During auto-tuning, I can observe a excellent performance on my android device, e.g. 8ms inference latency when stable(the first several run is a little bit slow).
but when I use Java API to load and run the model according to the example of Android Deploy, performance become much worse, e.g. 50ms inference latency. even when I repeatedly run inference with same input like below, the latency is still not ideal, (about 25-30ms)
for (int j =0; j < 1000; j++) {
runFunc.invoke();
}
Currently I have 2 questions:
- In current android deploy application(in MainActivity.java), following resource will be created and released in every ModelRunAsyncTask, whether they can be cached somewhere and reused for different image frame?

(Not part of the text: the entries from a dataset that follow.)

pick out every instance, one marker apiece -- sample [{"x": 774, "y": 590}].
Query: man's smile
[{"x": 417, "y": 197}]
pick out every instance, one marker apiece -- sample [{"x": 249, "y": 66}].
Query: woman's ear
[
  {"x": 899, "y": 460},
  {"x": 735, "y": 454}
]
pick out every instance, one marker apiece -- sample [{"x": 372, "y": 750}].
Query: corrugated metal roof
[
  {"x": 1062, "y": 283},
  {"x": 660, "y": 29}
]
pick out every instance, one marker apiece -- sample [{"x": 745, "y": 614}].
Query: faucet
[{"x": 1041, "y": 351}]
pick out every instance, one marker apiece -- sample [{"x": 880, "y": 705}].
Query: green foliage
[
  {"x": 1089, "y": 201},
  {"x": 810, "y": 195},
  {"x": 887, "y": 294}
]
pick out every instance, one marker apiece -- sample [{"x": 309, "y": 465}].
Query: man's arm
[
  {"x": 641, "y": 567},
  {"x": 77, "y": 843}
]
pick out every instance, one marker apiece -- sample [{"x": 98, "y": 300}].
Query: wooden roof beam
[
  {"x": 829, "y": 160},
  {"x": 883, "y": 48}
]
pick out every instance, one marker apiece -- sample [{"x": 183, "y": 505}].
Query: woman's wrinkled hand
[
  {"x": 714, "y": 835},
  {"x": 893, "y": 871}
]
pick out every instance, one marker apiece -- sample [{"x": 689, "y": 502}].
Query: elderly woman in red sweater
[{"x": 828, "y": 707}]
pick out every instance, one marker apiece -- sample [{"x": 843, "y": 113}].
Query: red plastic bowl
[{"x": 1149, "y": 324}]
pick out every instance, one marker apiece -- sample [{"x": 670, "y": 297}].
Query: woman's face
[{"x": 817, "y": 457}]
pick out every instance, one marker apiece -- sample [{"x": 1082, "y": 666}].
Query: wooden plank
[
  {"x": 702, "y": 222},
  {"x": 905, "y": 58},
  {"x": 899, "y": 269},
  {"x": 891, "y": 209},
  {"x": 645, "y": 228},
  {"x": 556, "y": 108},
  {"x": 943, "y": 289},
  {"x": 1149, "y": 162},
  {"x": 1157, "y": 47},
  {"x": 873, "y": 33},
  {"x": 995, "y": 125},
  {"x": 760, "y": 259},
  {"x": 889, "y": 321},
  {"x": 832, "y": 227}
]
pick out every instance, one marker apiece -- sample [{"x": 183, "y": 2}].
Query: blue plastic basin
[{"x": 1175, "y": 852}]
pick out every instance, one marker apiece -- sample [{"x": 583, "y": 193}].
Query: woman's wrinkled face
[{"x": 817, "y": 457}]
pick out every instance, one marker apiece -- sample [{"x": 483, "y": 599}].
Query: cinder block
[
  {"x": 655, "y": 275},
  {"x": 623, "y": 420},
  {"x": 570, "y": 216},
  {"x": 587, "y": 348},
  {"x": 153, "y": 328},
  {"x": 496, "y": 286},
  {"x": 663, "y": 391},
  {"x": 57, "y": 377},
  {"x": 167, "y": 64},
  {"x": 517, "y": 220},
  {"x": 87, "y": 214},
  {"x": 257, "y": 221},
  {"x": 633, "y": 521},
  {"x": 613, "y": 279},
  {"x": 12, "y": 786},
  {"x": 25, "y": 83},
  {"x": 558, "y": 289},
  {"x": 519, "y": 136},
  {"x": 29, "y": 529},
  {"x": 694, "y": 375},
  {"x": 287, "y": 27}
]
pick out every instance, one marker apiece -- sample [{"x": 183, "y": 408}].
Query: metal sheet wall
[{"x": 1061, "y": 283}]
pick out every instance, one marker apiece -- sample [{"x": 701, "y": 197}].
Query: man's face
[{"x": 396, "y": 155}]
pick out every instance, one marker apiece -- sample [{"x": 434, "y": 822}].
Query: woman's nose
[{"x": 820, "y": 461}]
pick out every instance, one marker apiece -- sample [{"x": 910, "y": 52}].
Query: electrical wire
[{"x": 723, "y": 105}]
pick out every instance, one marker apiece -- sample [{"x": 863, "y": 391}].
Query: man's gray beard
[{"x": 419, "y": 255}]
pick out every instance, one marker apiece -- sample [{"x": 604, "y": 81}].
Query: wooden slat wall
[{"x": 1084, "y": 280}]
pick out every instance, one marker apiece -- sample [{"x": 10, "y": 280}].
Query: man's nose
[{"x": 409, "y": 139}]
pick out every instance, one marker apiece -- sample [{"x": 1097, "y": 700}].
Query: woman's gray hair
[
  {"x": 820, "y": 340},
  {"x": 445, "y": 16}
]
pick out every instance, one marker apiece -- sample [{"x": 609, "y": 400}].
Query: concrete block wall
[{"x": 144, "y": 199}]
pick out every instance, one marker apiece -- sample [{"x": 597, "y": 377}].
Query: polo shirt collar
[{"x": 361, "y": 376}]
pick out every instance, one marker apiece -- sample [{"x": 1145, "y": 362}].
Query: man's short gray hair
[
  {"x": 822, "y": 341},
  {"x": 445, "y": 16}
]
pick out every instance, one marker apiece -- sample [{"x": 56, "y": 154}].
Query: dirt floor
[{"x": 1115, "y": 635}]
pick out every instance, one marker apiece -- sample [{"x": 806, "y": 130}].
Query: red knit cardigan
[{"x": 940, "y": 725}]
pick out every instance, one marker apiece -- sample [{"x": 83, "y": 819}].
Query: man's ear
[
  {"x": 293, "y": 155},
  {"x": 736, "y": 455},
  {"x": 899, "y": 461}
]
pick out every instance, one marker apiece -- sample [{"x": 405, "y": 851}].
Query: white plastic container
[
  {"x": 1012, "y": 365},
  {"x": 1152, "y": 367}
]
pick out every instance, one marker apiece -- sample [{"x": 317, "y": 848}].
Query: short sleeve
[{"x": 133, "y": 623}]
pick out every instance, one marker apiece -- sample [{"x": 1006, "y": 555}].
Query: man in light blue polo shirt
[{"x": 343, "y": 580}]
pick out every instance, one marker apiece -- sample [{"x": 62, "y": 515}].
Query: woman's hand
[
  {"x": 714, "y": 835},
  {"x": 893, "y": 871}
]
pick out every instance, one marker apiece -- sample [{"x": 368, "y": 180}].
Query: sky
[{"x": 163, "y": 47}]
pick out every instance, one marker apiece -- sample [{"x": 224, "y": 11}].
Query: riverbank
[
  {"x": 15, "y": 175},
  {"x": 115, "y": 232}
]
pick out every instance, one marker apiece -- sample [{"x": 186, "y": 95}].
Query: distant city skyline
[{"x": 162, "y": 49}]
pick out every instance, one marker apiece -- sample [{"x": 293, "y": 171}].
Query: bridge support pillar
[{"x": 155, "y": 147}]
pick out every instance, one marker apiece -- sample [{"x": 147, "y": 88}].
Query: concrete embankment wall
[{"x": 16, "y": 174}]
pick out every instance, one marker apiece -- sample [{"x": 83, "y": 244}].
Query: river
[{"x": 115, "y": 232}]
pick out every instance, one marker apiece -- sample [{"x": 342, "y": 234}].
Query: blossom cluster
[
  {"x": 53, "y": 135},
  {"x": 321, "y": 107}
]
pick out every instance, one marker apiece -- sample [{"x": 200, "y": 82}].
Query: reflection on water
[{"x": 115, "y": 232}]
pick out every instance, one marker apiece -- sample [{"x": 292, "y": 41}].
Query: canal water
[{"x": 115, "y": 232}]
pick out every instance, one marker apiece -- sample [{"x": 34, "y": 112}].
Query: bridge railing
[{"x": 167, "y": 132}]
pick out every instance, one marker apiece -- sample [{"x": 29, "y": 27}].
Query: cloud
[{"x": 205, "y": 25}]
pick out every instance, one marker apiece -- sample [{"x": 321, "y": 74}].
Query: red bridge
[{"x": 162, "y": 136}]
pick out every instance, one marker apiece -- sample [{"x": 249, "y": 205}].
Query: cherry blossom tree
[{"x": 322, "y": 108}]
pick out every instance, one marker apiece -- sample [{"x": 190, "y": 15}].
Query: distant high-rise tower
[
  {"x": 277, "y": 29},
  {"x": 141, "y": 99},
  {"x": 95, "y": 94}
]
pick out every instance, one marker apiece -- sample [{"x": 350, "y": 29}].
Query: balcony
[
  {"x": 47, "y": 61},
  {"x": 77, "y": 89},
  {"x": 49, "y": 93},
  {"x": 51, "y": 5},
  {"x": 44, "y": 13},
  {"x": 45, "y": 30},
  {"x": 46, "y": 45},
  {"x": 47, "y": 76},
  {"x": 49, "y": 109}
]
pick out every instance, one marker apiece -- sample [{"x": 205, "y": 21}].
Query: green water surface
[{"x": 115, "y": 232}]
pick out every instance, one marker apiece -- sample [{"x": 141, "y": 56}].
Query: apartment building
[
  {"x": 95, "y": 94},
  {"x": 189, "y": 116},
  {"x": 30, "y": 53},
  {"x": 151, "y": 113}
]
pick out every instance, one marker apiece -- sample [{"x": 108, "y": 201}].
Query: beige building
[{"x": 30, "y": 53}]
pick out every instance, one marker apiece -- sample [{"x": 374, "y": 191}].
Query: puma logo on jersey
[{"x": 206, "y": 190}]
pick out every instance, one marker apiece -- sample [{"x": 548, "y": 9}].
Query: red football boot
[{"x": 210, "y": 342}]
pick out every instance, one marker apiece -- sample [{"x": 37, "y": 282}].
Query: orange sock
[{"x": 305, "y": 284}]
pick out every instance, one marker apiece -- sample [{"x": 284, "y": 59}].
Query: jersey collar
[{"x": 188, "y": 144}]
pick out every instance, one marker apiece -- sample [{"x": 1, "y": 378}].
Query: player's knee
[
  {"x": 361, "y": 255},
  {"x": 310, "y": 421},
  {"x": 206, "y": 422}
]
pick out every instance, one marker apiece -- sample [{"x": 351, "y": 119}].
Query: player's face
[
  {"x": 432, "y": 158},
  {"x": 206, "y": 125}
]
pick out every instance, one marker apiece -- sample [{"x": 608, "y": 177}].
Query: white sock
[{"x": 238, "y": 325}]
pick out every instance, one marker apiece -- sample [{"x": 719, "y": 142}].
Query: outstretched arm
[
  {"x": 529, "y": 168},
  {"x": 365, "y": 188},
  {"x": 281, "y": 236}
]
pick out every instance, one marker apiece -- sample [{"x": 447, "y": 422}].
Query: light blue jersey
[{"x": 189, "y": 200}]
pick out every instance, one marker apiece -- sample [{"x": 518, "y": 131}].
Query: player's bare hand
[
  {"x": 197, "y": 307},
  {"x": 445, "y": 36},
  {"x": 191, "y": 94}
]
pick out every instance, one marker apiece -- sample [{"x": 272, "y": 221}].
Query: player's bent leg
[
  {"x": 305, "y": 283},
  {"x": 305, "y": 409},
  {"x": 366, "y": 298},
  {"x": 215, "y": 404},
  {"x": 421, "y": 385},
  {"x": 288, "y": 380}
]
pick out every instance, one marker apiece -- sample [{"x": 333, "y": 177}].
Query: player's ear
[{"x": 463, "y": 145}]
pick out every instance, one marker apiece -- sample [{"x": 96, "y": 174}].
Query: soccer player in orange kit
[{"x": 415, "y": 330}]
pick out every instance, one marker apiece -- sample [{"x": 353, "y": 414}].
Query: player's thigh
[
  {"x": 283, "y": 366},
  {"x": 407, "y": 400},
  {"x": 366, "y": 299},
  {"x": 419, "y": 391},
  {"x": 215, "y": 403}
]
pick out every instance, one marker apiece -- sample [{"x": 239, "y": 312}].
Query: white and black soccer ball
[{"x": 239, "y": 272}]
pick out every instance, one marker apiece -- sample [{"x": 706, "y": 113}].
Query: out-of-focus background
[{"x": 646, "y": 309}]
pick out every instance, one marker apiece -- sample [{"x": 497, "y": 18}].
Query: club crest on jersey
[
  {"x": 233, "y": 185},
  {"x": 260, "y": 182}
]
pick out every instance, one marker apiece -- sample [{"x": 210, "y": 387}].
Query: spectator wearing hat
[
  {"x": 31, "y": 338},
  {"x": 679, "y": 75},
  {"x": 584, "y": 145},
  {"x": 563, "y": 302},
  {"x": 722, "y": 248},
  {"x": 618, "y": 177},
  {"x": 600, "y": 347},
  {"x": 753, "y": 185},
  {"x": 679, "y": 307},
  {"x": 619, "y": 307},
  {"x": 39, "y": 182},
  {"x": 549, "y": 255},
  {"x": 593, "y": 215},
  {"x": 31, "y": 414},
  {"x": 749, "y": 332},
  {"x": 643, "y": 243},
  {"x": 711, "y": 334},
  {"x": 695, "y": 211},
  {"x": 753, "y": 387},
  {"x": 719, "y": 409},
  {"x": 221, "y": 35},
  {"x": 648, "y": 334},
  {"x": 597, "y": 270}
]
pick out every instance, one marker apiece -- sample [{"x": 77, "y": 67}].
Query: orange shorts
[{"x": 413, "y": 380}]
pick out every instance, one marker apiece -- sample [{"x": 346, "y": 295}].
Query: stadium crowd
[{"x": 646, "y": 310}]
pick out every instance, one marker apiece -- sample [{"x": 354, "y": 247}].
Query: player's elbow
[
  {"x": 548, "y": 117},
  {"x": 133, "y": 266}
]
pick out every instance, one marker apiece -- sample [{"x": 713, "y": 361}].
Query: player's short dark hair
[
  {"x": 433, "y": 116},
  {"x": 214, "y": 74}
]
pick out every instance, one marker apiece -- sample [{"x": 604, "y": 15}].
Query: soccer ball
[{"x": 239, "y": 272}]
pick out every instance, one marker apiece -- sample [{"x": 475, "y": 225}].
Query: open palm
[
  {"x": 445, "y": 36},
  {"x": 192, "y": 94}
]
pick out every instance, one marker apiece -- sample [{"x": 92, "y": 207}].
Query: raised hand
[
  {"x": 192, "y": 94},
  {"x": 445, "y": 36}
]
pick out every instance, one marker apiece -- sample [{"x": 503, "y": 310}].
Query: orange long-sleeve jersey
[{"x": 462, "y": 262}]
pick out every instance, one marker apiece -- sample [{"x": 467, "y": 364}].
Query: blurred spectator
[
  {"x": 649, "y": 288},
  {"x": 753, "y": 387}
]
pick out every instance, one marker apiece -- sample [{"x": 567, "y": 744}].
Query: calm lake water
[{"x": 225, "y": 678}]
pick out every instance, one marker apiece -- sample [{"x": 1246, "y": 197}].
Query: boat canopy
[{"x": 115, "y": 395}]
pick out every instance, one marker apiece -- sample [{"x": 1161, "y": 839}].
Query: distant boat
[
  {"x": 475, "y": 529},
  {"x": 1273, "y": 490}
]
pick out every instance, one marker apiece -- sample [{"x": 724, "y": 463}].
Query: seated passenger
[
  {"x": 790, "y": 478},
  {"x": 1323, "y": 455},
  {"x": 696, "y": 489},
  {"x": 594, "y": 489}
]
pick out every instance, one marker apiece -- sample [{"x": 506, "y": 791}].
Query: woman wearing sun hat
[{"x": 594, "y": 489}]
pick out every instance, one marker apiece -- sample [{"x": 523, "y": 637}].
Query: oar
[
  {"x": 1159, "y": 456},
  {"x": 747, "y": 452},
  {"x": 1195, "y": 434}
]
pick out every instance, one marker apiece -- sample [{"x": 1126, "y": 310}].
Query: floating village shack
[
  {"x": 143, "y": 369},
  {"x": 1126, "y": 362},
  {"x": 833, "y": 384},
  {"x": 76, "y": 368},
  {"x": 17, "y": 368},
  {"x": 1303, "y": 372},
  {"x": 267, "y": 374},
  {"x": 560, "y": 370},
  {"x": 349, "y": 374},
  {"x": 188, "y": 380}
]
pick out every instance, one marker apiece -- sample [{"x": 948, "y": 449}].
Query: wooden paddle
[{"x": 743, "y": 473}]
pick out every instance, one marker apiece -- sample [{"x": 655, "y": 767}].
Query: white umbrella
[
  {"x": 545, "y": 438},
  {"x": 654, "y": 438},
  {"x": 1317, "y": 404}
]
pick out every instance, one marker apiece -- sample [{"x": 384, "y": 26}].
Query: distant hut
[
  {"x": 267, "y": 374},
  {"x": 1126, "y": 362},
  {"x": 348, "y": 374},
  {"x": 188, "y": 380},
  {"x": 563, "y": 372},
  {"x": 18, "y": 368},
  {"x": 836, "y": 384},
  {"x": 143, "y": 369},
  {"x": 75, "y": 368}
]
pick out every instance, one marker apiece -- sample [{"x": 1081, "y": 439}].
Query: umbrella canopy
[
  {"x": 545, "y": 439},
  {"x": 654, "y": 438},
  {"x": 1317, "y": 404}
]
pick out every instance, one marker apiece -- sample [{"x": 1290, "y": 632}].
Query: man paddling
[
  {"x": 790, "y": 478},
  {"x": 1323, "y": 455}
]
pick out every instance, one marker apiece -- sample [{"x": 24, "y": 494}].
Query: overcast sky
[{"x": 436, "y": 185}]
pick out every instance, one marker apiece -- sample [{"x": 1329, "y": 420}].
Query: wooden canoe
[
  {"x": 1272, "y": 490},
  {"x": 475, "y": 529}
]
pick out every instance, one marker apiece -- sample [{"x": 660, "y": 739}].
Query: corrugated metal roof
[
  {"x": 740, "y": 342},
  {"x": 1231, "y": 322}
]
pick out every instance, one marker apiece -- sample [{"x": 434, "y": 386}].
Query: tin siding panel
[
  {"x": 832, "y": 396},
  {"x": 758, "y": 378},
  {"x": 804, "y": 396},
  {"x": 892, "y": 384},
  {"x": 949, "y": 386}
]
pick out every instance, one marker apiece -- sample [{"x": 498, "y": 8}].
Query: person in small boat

NDArray inputNdArray = NDArray.empty(new long[]{1, IMG_CHANNEL, MODEL_INPUT_SIZE, MODEL_INPUT_SIZE}, new TVMType("float32"));
NDArray outputNdArray = NDArray.empty(new long[]{1, 9}, new TVMType("float32"));
Function setInputFunc = graphRuntimeModule.getFunction("set_input");
Function runFunc = graphRuntimeModule.getFunction("run");
Function getOutputFunc = graphRuntimeModule.getFunction("get_output");
- except this Java API, is there other way for me to run the compiled model for my android device? (e.g. currently I’m reading the code to figure out why RPCGetTimeEvaluator, used at the last step in auto-tuning, is super fast, and how it interacts with the compiled model. I really need to reproduce the measures inference latency of 8ms or a close one on my android application.)